News flash--the condition that causes people to not view other people as human (in general, as opposed to being indoctrinated to dehumanize particular groups) is called psychopathy, not autism. However, just because something is false doesn't mean people won't believe it and that's dangerous because these people can vote.

I'm not predicting everyone with Asperger's Syndrome (or people who might not have a clinical condition but are simply quirky or not considered "normal" by their peers) are going to get rounded up. However, there are more subtle dangers--cruel peers who might maltreat some sufficiently "weird" kid (and if said "weird" kid eventually snaps, they'll no doubt claim all along they knew something was wrong with them and treated them as they deserved), arrogant know-it-all school officials (whose actual knowledge of such things can be summed up in the phrase "a little knowledge is a dangerous thing") recommending unnecessary or even destructive "treatment" ideas, etc. Thousands of well-meaning (or less well-meaning) school and community officials all across the United States can be more dangerous than the U.S. President.

And to top it off, earlier this week I found an article that flat-out makes eugenicist arguments alleging genetic predisposition to mass murder. I am not so reactionary as to immediately claim applying the concept of heredity to the mind as well as the body is a Nazi idea, but humans are not lower animals governed solely by instinct. A few years back, I read Social Intelligence and Emotional Intelligence by Daniel Goleman and one thing that struck me was the massive amount of brain development in the first year or two of life. This development is so profound I can't help but think it would play a dominant role, not heredity.

And this article not only makes neo-eugenicist arguments, it calls for blatantly authoritarian solutions, including "lifelong surveillance" of people with alleged "massacre genes." This is not only creepy and evil, but it's blatantly unconstitutional as well. Is there any authority in the United States that could issue a warrant authorizing this sort of thing?
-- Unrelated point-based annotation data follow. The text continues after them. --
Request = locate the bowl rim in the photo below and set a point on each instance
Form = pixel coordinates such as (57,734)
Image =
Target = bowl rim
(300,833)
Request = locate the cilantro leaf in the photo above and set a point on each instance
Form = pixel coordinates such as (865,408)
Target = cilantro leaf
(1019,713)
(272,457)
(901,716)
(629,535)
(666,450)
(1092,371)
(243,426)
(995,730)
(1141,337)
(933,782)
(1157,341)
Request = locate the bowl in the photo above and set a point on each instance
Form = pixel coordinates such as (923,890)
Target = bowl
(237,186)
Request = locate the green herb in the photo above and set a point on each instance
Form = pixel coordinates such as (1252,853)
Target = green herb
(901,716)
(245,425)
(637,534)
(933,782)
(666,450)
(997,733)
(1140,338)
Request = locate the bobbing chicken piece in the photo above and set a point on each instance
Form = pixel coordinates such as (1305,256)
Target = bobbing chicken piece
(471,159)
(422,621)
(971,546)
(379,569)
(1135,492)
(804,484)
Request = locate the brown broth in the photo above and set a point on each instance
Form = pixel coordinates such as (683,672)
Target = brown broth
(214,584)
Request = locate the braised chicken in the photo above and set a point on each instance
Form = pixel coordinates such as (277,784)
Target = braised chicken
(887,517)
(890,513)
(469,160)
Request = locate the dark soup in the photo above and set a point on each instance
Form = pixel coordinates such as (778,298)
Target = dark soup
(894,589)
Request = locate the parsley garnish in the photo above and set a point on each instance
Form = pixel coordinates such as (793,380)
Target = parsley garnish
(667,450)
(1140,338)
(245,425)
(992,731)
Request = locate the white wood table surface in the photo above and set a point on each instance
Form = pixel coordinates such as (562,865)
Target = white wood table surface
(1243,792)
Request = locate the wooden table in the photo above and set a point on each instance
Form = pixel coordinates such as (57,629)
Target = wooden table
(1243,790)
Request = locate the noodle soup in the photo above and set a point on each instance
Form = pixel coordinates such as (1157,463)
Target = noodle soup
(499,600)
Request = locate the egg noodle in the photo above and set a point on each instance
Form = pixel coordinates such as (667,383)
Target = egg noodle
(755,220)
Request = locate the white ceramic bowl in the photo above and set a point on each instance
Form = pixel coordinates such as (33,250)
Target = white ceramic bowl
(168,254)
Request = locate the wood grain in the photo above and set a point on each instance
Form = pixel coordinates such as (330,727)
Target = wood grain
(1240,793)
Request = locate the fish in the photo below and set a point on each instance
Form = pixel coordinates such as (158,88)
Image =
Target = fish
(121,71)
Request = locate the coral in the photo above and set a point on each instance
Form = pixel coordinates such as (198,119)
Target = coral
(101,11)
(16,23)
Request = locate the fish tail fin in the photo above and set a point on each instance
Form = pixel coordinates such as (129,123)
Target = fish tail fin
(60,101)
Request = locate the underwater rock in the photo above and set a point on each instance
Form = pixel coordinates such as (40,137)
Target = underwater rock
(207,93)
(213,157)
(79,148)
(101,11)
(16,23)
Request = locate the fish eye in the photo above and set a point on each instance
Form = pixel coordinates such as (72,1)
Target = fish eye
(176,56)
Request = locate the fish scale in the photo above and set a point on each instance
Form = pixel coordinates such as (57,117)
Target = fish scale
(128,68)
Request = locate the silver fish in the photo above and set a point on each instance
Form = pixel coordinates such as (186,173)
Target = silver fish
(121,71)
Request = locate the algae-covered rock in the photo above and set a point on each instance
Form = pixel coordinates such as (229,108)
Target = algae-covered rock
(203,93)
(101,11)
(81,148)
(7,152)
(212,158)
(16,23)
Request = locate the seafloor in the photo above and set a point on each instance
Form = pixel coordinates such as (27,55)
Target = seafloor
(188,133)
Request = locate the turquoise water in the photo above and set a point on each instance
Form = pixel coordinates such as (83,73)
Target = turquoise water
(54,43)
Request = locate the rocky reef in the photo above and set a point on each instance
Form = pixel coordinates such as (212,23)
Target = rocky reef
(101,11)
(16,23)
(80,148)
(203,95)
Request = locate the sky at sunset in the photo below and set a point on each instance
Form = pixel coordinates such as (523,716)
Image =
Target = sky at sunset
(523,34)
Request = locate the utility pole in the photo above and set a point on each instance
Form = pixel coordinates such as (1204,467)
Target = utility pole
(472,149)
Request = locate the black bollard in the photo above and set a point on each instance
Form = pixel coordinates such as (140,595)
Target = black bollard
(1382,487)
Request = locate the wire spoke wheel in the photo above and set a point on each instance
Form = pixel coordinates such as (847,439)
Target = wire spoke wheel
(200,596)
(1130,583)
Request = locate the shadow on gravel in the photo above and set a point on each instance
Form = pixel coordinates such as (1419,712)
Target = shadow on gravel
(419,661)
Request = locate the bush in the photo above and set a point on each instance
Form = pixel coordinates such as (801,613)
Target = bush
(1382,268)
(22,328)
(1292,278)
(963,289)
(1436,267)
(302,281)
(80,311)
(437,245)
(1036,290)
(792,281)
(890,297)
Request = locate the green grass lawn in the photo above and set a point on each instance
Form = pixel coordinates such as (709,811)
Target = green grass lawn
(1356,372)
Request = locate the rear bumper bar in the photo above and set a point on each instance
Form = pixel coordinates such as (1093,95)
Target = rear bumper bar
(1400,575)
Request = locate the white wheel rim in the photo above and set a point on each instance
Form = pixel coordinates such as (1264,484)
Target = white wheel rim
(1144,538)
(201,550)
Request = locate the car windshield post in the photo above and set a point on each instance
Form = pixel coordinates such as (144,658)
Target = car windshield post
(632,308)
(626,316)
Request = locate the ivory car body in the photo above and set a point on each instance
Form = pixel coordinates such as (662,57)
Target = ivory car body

It certainly couldn't be a state court, as people often move throughout their lives. Maybe the foreign-intelligence courts that can issue roving wiretaps could in theory, but that's not their bailiwick.

I am not so lacking in empathy that I think (most) people advocating these positions have evil hearts. However, people with good intentions and a willingness to use state power to implement them have committed terrible evils in the past. I am not suggesting we refuse to make any changes to anything out of fear of some worst-case scenario despotism, but we need to tread very carefully. And most of all, we shouldn't be ignorant.